Ich kenn jetzt dein mathematisches Vorwissen nicht, aber man kann recht zügig beweisen, dass eine offene Kette (Strecke + Regler) mit integrierendem Verhalten stationär genau ist (keine bleibende Regelabweichung). Dazu transformiert man die offene Kette in den laplace-Bereich und schließt den Regelkreis. Nun kann man die Übertragungsfunktion von Führungsgröße auf Fehler bzw. Führungsgröße auf Ausgang ermitteln. Wendet man den Endwertsatz an, erhält man 0 bzw. 1 für diese beiden Beziehungen. Wenn jetzt deine Strecke nicht integrierend ist, dann brauchst du ein I-Glied im Regler, um stat. Genauigkeit zu erreichen. Das hängt aber sehr oft auch nur von den Ein- und Ausgangsgrößen deines Systems ab. Bei instabilen Balanceproblemen (inverses Pendel, Ball, Rakete, ...) wird in der Regel der Ort/Winkel geregelt und nicht die entsprechenden Ableitungen Geschwindigkeit/Winkelgeschwindigkeit. Die Eingangsgröße ist aber meistens dieselbe (irgendeine Kraft/Moment). Da siehst du schon, dass die Strecke bei Positionsregelungen ein Integrationsschritt mehr im System hat...

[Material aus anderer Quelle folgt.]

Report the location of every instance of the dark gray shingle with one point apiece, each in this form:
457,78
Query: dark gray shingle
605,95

Bin auch am Thema. Kennt jemand gute Tutorials die über Wikipedia hinausreichen?
das sind keine tutorials, aber ich glaub auch nicht, dass es mit tutorials einfach so geht... http://books.google.de/books?id=etyrPAAACAAJ&dq=föllinger+regelungstechnik http://books.google.de/books?id=yRTfnpVx-GUC&printsec=frontcover&dq=lunze+regelungstechnik dürfte jede Bib einer TU haben.
Danke für die Antworten! :-) Ich bin noch damit beschäftigt über eure Antworten nachzudenken. Ich glaube, die Grundzüge verstanden zu haben. Um sicherzugehen will ich dazu noch was schreiben, bzw. Rückfragen stellen, jedoch brauche ich noch etwas Zeit um meine Gedanken auszuformulieren. Ich melde mich wenn ich näheres weiß. Spätestens am Wochenende. (Im Grunde genommen poste ich nur, damit es nicht so aussieht als wären eure Antworten umstonst gewesen. Ich finde es immer sehr frustrierend wenn sich der Themenersteller nicht mehr meldet.)